I have never seen this until now...wow!

[youtube]lPBmHuMQdRM[/youtube]


----------



## SPACECOWBOY (Jun 25, 2014)

Yeah those sprint boats are bad [email protected]#


----------



## huntinfool (Jun 25, 2014)

Dang.


----------



## bobberboy (Jun 25, 2014)

And here's one that stands in sharp contrast...https://www.youtube.com/watch?v=e3Ynbhi3uJk


----------



## fender66 (Jun 25, 2014)

In the 400 cubic inch category we're talking upwards of 700-800 HP. Steel heads allowed and race fuel required

:shock: :shock: :shock: :shock: :shock: :shock: :shock: :shock: :shock: :shock: :shock: :shock: :shock: :shock: :shock: :shock: :shock: :shock: !


----------



## BigTerp (Jun 25, 2014)

Those guys are INSANE!! I get scared running 27mph through the riffles with my outboard jet. No chance I'd run one of those.


----------



## smackdaddy53 (Jun 25, 2014)

Blew my mind how agile they are making those turns. It looks like they are in fast forward.


----------



## bnt5 (Jun 25, 2014)

I would get lost trying to figure out the turns coming at 70 mph! Wonder how they keep water in those ditches... :LOL2:


----------



## JL8Jeff (Jun 25, 2014)

I've seen it on tv before and it's unreal. You should see when they don't make a turn!


----------



## fender66 (Jun 26, 2014)

[url=https://www.tinboats.net/forum/viewtopic.php?p=357089#p357089 said:


> bnt5 » Yesterday, 20:20[/url]"]I would get lost trying to figure out the turns coming at 70 mph! Wonder how they keep water in those ditches... :LOL2:



I've read that they are only 4' in the deepest parts too.


----------



## Ranchero50 (Jun 27, 2014)

That's the power of a well designed inboard jet. The hulls are literally sucked onto the surface of the water.


----------



## smackdaddy53 (Jun 27, 2014)

Ranchero50 said:


> That's the power of a well designed inboard jet.

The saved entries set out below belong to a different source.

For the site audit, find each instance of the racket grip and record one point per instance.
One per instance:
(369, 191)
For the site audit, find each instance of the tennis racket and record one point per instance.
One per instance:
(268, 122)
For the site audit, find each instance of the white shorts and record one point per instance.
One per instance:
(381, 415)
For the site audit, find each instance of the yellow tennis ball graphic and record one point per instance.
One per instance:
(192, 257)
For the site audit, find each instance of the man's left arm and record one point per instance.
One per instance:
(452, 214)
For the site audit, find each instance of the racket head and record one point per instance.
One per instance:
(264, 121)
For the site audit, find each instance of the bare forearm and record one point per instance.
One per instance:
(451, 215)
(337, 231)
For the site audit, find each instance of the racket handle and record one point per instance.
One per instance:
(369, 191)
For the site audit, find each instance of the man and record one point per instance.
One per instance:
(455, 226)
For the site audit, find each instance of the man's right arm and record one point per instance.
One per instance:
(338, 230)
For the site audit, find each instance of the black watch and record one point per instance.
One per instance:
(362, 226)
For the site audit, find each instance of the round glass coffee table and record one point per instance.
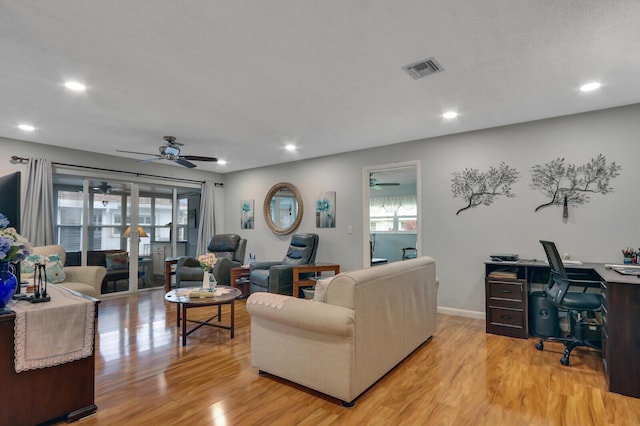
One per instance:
(195, 297)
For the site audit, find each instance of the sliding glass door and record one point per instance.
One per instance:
(124, 220)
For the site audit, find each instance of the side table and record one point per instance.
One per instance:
(239, 278)
(316, 268)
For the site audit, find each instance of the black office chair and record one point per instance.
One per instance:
(575, 303)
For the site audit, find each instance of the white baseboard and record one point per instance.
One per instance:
(462, 313)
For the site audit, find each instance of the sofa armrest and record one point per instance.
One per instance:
(300, 313)
(222, 270)
(91, 275)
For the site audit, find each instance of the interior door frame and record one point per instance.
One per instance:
(366, 190)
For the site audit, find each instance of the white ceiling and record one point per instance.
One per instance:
(240, 79)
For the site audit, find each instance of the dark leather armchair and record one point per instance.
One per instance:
(229, 250)
(277, 277)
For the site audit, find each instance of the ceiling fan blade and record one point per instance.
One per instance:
(198, 158)
(148, 160)
(184, 162)
(140, 153)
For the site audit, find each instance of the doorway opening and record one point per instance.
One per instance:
(391, 214)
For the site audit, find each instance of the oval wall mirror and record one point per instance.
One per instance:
(283, 208)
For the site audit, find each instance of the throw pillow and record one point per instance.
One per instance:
(54, 271)
(118, 260)
(28, 265)
(322, 285)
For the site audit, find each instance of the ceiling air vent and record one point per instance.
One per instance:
(423, 68)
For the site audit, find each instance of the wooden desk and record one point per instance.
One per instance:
(316, 268)
(620, 314)
(169, 270)
(239, 278)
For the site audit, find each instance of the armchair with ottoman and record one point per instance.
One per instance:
(229, 250)
(83, 279)
(116, 263)
(277, 276)
(359, 326)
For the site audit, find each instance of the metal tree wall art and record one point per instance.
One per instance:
(477, 188)
(571, 184)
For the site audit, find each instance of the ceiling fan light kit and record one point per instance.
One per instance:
(171, 152)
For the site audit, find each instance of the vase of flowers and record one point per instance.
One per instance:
(207, 262)
(13, 249)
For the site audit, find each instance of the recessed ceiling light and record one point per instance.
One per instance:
(75, 86)
(26, 127)
(594, 85)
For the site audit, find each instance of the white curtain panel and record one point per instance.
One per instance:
(207, 225)
(37, 212)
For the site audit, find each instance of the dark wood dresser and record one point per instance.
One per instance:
(65, 391)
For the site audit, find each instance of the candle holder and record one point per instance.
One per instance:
(39, 285)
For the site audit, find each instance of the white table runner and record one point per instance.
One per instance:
(55, 332)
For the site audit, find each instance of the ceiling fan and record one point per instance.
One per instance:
(374, 184)
(103, 188)
(171, 152)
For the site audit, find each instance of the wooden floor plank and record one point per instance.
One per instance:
(462, 376)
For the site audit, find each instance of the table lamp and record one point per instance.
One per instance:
(141, 233)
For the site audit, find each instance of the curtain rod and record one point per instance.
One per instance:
(25, 159)
(129, 173)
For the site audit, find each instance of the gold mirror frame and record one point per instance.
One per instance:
(266, 210)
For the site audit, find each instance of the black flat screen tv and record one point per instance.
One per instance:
(10, 204)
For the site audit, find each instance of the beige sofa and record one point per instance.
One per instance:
(370, 321)
(83, 279)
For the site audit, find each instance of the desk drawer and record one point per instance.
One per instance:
(506, 290)
(507, 322)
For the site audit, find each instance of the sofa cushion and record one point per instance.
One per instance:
(52, 264)
(117, 260)
(224, 254)
(260, 277)
(320, 294)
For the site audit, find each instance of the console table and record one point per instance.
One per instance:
(239, 278)
(507, 313)
(316, 269)
(37, 396)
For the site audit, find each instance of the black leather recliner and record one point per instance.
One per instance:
(229, 250)
(277, 277)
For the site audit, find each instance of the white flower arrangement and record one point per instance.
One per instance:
(13, 246)
(207, 261)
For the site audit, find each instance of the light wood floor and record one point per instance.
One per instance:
(463, 376)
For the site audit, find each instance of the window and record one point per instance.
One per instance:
(393, 214)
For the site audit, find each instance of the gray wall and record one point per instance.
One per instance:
(596, 231)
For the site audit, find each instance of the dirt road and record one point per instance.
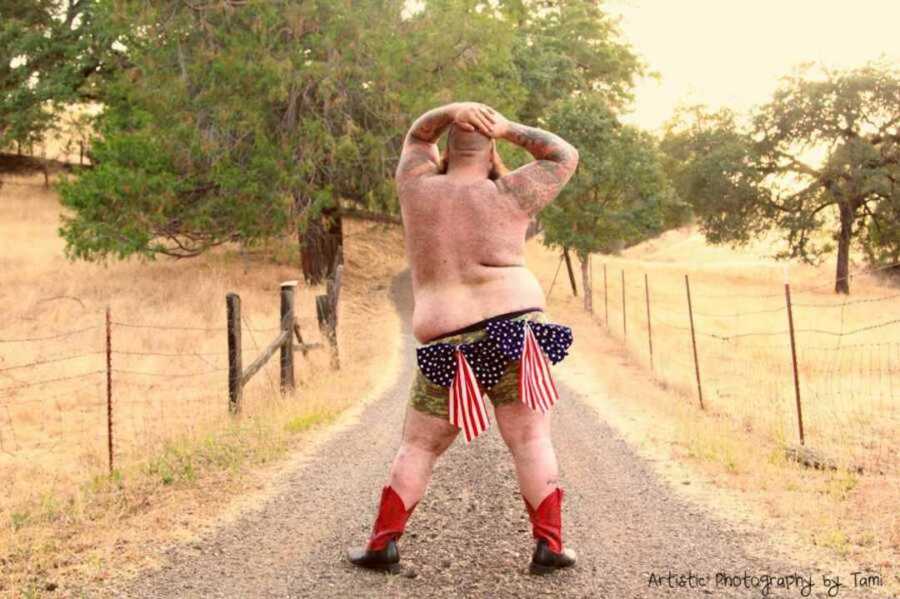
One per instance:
(470, 538)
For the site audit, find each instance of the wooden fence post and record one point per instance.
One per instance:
(605, 297)
(287, 326)
(109, 416)
(687, 286)
(787, 297)
(235, 366)
(649, 327)
(569, 268)
(624, 318)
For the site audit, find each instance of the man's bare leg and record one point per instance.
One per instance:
(425, 438)
(527, 435)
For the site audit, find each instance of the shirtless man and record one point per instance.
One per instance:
(465, 219)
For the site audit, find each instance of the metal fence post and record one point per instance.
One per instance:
(624, 318)
(109, 415)
(649, 327)
(287, 325)
(235, 367)
(787, 297)
(605, 297)
(687, 286)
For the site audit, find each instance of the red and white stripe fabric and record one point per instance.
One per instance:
(467, 405)
(537, 390)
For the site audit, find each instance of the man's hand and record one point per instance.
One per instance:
(500, 127)
(474, 115)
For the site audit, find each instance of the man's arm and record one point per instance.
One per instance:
(420, 152)
(536, 184)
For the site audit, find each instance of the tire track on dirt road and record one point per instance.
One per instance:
(469, 536)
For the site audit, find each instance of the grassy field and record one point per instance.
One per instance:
(730, 456)
(182, 459)
(848, 353)
(179, 454)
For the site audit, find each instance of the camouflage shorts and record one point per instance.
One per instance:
(433, 399)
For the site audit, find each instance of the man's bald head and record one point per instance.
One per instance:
(465, 145)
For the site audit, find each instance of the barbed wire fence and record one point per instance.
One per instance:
(101, 394)
(820, 376)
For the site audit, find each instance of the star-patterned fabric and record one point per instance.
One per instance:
(488, 356)
(468, 368)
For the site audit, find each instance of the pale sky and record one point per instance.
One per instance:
(732, 52)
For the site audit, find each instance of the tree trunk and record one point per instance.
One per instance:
(842, 281)
(319, 243)
(586, 282)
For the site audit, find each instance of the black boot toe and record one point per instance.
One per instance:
(545, 561)
(382, 559)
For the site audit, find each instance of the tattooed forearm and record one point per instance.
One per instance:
(430, 126)
(543, 145)
(534, 185)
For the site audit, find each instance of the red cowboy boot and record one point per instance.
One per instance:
(546, 525)
(381, 551)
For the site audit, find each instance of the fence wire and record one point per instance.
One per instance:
(166, 379)
(848, 357)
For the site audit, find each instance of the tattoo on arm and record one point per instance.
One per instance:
(418, 158)
(536, 184)
(543, 145)
(420, 153)
(430, 126)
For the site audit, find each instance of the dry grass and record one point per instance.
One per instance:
(847, 347)
(176, 446)
(730, 456)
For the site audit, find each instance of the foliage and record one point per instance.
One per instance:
(237, 121)
(743, 181)
(619, 195)
(54, 52)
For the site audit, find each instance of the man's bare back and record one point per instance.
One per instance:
(465, 233)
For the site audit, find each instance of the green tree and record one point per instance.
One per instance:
(743, 181)
(619, 195)
(52, 53)
(240, 119)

The hulls are literally sucked onto the surface of the water.


Damn, that makes sense because I think if they were prop motors those suckers would slide hard on every turn.


----------



## WiskeyJaR (Jul 16, 2014)

There is a local farmer down the road from my place about 2-3 miles. He just put is a huge "track" in one of his fields for jet boat racing. Says he will make more money renting out his track then actually farming the same field. He has 3-4 races a summer.
Yes the channels are only 4-5 ft deep at the most, designed that way so when the boats flip, and they do flip, it is easier for rescue crews to get in water.
The boats are like track race cars, good for short runs around a track, but unsuitable for regular use on river/lake for the day.
Fun rides for sure, will need to change shorts after each run.....lol


----------